Friday, June 11, 2010

New scientific discovery: The Moon IS made of green cheese

AP - Stockholm. Sources indicate that what was formerly thought of as a "fairy tale" is in fact, true--the moon IS made of green cheese. Scientists have gathered from around the world to attend the We Were Wrong Symposium in Stockholm this week.
"This definitely puts global warming on the back burner," said one scientist. "It changes our entire concept of the universe."
Former astronaut, Neil Armstrong could not be reached for comment, but another unidentified NASA official stated that, "We always believed that the stuff on the moon was crushed rock. Now after further review, it seems that it is in fact, mold."
The powdery substance has long puzzled scientists, but now new information is coming forward after many long years of scientific drought. "You see, the moon is hot on one side, and the other side is a refrigerator," said one NASA official, "perfect conditions for mold to get a hand hold."

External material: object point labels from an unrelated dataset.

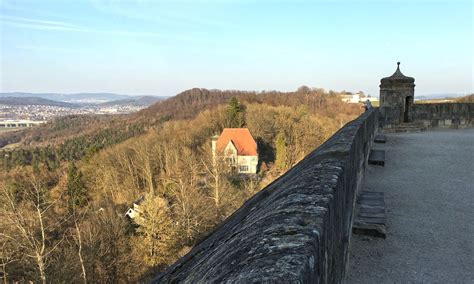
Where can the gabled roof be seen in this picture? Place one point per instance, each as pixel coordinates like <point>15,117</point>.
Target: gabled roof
<point>242,140</point>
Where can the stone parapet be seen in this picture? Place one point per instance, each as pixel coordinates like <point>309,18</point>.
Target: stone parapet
<point>298,228</point>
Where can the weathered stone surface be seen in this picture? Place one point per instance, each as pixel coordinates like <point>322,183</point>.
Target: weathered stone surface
<point>377,157</point>
<point>297,228</point>
<point>380,138</point>
<point>370,214</point>
<point>397,94</point>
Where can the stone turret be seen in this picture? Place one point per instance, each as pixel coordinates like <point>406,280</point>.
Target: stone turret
<point>397,93</point>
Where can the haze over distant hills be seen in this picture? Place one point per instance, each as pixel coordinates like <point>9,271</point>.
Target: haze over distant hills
<point>35,101</point>
<point>83,98</point>
<point>439,96</point>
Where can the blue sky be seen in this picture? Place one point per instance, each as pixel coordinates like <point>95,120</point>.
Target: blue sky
<point>163,47</point>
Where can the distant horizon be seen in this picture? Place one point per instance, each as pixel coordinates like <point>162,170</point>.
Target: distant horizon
<point>452,94</point>
<point>164,47</point>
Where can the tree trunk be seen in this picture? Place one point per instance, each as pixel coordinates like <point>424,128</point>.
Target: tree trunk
<point>40,262</point>
<point>78,232</point>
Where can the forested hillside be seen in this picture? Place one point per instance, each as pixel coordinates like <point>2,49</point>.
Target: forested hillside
<point>65,190</point>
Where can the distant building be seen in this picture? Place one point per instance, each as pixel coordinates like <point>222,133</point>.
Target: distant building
<point>397,94</point>
<point>134,211</point>
<point>238,148</point>
<point>358,97</point>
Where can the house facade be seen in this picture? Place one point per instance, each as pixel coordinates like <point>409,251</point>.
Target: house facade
<point>238,148</point>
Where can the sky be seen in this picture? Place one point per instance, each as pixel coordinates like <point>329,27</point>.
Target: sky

Senator Barbara Boxer of California chimed in, "There are doubters, but most of those people don't believe in fairy tales either. I bet they don't even believe the Goldilocks story actually happened." She declined further comment on the issue.
A significant segment of the scientific community, however, doubts the findings. "There are many of these supposed 'scientists'," Yale professor Stewart Pacman said, "who have invested in moon mining companies and other related firms. Funny how these are the same ones who insist that the moon is made of green cheese."
Said another, "Despite the overwhelming evidence to the contrary, our government is going forward with taking steps to mine the moon for cheese. Incredibly stupid, I would think, especially considering those fraudulent e-mails on the matter."
And what about those "fraudulent e-mails"?
It seems that a couple of "green cheese" advocates were caught sending e-mails about trying to fabricate evidence when their science was unable to prove their green cheese theory. Our research has found that scientists Robert Fullerbrush and Dick Amway who wrote the e-mails in question are both heavily invested in "Green Cheese Technologies", a firm devoted to the creation of space mining equipment.
Said Pacman, "They've sold us a bill of goods. Too bad nothing will come of it, but a broken economy."